Warm-Started SMAC Results for the AutoMM Benchmark (Shi et al., 2021)

Fig. 10
figure 10

Warm-Started SMAC Results for the AutoMM Benchmark (Shi et al., 2021)

6 Conclusion and discussion

This study advances the Automated Machine Learning (AutoML) field, emphasizing multimodal data processing across visual, textual, and tabular inputs. By incorporating pre-trained models, meta-learning, and optimization strategies, we’ve explored innovative approaches for complex pipeline configurations. Our experiments demonstrate the framework’s rapid convergence to optimal configurations across various modalities, highlighted by its performance on text-vision tasks using datasets like Flickr30k and SBU Image Captioning. The high NAUC scores and Area Under the Learning Curve (ALC) scores across 23 datasets attest to our framework’s efficiency in crafting effective multimodal pipeline architectures within computational constraints in a consistent manner. Our comparisons with traditional NAS methods reveal our framework’s superior efficiency, especially in time-limited scenarios, showcasing the strength of warm-starting and partial dependence on NAS along with potential areas for improvement. The framework’s success in resource-limited settings indicates its potential applicability in real-world scenarios, when searching for well-performing architectures, laying a foundation for further research and the need for broader testing and validation in diverse environments.
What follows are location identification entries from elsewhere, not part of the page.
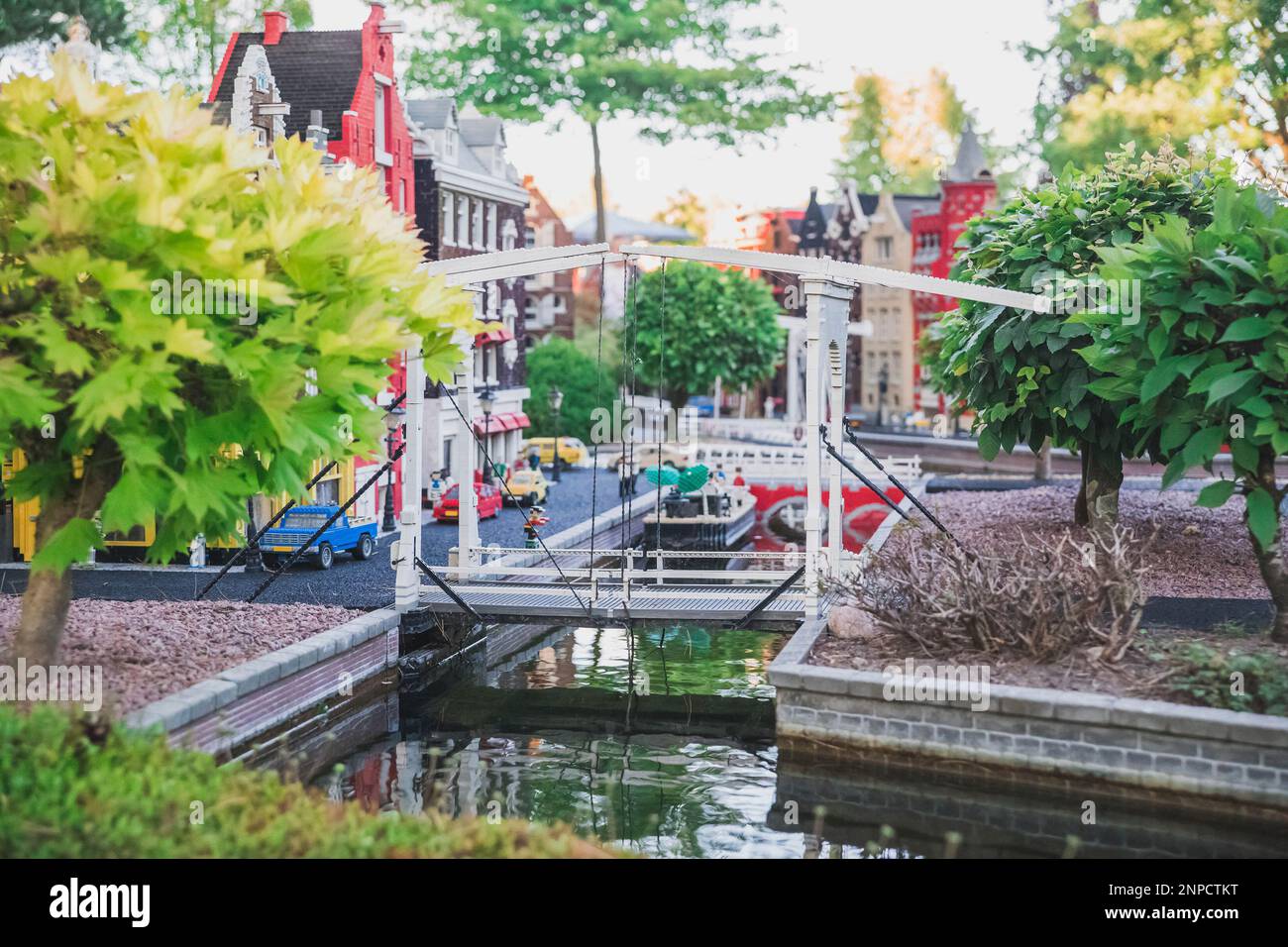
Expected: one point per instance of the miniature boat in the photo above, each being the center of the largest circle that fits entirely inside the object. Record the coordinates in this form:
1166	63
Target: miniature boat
712	518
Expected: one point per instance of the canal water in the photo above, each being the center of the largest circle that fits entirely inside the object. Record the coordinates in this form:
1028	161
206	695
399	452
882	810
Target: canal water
662	742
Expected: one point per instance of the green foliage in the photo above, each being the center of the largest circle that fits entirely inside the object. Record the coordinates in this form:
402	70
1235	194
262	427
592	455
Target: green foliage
1207	677
1020	371
716	324
686	67
1207	364
1150	71
39	21
191	35
181	415
69	789
558	363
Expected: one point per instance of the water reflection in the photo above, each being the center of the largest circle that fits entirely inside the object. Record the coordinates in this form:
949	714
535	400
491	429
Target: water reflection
662	742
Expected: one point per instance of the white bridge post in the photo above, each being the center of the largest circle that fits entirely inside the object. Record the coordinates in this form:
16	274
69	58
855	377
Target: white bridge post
836	346
825	304
463	464
407	583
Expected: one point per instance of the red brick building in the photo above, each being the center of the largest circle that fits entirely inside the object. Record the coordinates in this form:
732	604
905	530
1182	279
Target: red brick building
469	201
966	189
548	308
347	75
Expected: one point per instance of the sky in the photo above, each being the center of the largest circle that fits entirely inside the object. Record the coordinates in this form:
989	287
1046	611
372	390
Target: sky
840	38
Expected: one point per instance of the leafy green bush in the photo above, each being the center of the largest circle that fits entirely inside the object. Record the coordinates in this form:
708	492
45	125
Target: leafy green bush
1209	678
68	789
558	363
713	324
1020	369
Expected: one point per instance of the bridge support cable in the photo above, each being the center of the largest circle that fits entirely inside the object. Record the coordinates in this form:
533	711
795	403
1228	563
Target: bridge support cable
295	557
836	455
449	590
771	598
487	459
854	440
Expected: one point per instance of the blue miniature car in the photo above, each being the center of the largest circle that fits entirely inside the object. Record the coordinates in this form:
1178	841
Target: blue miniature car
301	522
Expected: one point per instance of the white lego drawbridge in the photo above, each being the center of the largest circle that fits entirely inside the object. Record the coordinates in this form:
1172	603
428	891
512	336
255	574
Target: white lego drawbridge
649	590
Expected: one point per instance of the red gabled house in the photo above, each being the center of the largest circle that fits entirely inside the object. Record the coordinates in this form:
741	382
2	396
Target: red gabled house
348	76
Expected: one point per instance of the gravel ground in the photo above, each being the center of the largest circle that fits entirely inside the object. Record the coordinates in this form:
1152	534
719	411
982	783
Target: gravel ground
349	582
149	650
1199	553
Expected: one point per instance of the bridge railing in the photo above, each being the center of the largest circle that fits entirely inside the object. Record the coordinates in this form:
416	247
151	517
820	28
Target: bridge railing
634	567
786	463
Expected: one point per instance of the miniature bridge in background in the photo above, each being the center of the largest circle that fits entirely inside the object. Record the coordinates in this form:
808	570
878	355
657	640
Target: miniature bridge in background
626	585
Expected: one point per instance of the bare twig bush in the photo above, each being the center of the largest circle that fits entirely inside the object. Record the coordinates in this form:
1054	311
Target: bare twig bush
1043	599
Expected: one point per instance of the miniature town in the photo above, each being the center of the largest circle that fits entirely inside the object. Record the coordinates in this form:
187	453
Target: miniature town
424	431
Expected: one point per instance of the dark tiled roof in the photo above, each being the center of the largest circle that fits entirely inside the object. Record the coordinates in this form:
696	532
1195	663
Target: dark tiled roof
481	131
430	114
907	205
313	68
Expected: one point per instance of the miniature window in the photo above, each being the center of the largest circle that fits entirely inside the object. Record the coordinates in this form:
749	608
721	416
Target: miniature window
449	218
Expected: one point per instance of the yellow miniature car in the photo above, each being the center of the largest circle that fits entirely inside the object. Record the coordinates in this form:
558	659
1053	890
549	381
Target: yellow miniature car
529	487
572	451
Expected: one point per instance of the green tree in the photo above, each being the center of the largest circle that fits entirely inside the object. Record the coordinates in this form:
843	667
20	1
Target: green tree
1209	363
42	21
1019	369
712	324
898	134
146	411
1159	69
558	363
188	40
683	67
Recognizing the limitations of our work, in our AutoML framework, we utilize a warm-start approach where pre-trained models are incorporated with their weights frozen. This ensures that performance variations during optimization arise solely from hyperparameter adjustments, not changes in model (pre-trained) weights. Our study focuses on how these hyperparameters impact the efficacy of a static, pre-trained model architecture. We do not fine-tune the pre-trained model weights; instead, we assess how different hyperparameter settings exploit the pre-trained models to generate and use latent representations of data across vision, text, or combined modalities. This method isolates performance variations to hyperparameter effects, ensuring clear attribution in our findings. Due to the complexity of the configuration space, this study does not examine the parameter manifold of pre-trained models, focusing instead on distinguishing between models that can still improve and those that cannot. Future work will focus on expanding the framework’s application in various settings, including sampling of parameters from parameter-spaces and further refining its capabilities to meet the evolving demands of AutoML solutions.